Para politikasında “sıkı duruş” vurgusu korundu, kararlar enflasyon görünümüne bağlı olarak alınacak dendi. Kurul, mesaj cümlesi olan “Önümüzdeki dönemde para politikası kararları enflasyon görünümüne bağlı olacaktır. Enflasyon beklentileri, fiyatlama davranışları ve enflasyonu etkileyen diğer unsurlardaki gelişmeler dikkate alınarak para politikasındaki sıkı duruş sürdürülecektir.” paragrafını ise bu toplantıda da aynen korudu.
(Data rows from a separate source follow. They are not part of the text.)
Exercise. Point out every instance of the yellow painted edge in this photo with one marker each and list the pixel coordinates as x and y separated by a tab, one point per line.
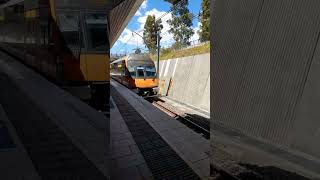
53	10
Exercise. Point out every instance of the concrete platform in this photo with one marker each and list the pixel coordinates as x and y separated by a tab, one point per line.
125	154
190	146
53	125
17	164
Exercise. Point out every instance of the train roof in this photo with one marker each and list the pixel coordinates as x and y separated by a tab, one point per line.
134	57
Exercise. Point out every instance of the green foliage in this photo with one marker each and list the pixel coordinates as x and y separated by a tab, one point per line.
181	23
137	51
204	31
168	53
151	28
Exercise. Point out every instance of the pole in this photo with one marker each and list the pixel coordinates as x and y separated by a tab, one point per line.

Hatırlanacağı gibi, TCMB’nin, Ekim ayı Enflasyon Raporu’nda %7.9 olarak güncellediği 2015 tahmini TÜFE’nin yılı %8.8 kapaması ile yine tutmamıştı. Aynı raporda %6.5 olarak verilen 2016 tahmini ise yeni OVP’de %7.5 olarak belirtilmişti. TCMB bu tahmine ilişkin nihai görüşünü 26 Ocak’ta açıklanacak yeni Enflasyon Raporu’nda aktaracaktır. En son Beklenti Anketinde ise yılsonu TÜFE tahmini %8.19 olurken, gelecek 12 ay (%7.92) ve 24 ay (%7.12) TÜFE beklentileri hem tarihsel olarak yüksek seviyelerde kalmış hem de TCMB’nin hedef ve tahminlerinden uzaklaşmaya devam etmiştir.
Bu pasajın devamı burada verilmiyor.